Górak: "Dojrzewałem do tej decyzji stosunkowo długo"

12.04.2017
Rafał Górak dość niespodziewanie rozstał się z BKS-em Stal Bielsko-Biała. Na łamach zaprzyjaźnionego portalu SportoweBeskidy.pl ukazał się wywiad z byłym trenerem czołowego III-ligowca, z grupy 3, który przenosi się do Elany Toruń. 
Rafał Rusek/Press Focus
W Bielsku-Białej spędził Pan 3,5 roku. Decyzja o rezygnacja w trakcie rundy była toteż dla wielu zaskakująca. Czy klub dostawał już wcześniej sygnały o takiej możliwości?
Rafał Górak: Ciężko powiedzieć, czy klub był przygotowany na takie rozwiązanie. Decyzja o moim odejściu nie zapadła w jednej chwili. Dojrzewałem do tej decyzji stosunkowo długo. W pewnym momencie stwierdziłem jednak, że moja misja w Bielsku-Białej dobiega końca. Już wcześniej otrzymałem dwie propozycje objęcia innych zespołów, ale wówczas odmówiłem. W BKS-ie naprawdę świetnie się czułem. 
 
Dlaczego właśnie Elana Toruń? 10 punktów straty do lidera, niewielkie szanse na awans do II ligi...
To długofalowy projekt. Kluczowym czynnikiem była determinacja działaczy, którym bardzo zależało na ściągnięciu mnie. Wydaje mi się, że Elana ma spore możliwości, ambitne plany i stabilizację. Działacze przekonali mnie do tego, że chcą aby do Torunia wróciła większa piłka. 
 
Toruń jest oddalony od Bielska o ponad 400 kilometrów. To wiąże się z całkowitą zmianą dotychczasowego życia. 
To prawda. Niestety, ale czeka mnie rozłąka z rodziną, gdyż żona i dwóch synów zostają tutaj.
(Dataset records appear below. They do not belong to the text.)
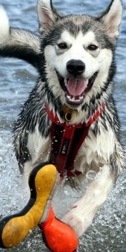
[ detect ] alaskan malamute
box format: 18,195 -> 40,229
0,0 -> 123,236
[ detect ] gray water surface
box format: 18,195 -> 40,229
0,0 -> 126,252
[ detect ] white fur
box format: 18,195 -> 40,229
103,0 -> 123,38
0,5 -> 9,43
45,31 -> 112,107
62,165 -> 113,236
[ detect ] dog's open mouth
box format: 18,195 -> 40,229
57,72 -> 98,107
65,79 -> 89,104
64,72 -> 98,105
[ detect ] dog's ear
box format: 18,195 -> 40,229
37,0 -> 61,32
100,0 -> 122,39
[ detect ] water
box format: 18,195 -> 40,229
0,0 -> 126,252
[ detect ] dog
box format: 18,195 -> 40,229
0,0 -> 123,237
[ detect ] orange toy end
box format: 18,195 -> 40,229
39,208 -> 78,252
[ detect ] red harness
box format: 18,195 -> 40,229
45,103 -> 105,176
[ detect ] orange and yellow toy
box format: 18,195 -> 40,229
0,163 -> 78,252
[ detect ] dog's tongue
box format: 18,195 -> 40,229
66,79 -> 88,96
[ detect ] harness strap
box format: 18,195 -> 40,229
45,103 -> 105,176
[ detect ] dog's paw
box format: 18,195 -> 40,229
62,208 -> 84,237
62,201 -> 92,237
0,5 -> 9,43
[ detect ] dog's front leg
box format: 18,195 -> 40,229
62,165 -> 114,236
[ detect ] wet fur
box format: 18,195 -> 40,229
0,0 -> 123,236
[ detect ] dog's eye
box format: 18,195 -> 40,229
57,42 -> 68,50
88,44 -> 98,51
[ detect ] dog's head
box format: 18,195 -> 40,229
38,0 -> 122,109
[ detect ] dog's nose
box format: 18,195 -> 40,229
67,60 -> 85,76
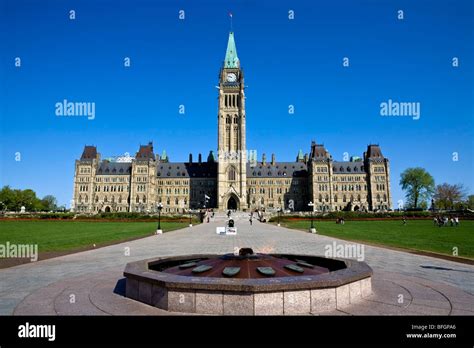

Ale to właśnie pokazuje, jak bardzo zależało prezesom Elany, że zdecydowałem się na to. Poza tym jestem już na takim etapie swojej kariery trenerskiej, że musiałem dokonać wyboru. Czekać jeszcze na propozycję z większego klubu, czy samemu zaatakować "większą piłkę". Zdecydowałem się na to drugie. Jestem świadom tego co mnie czeka.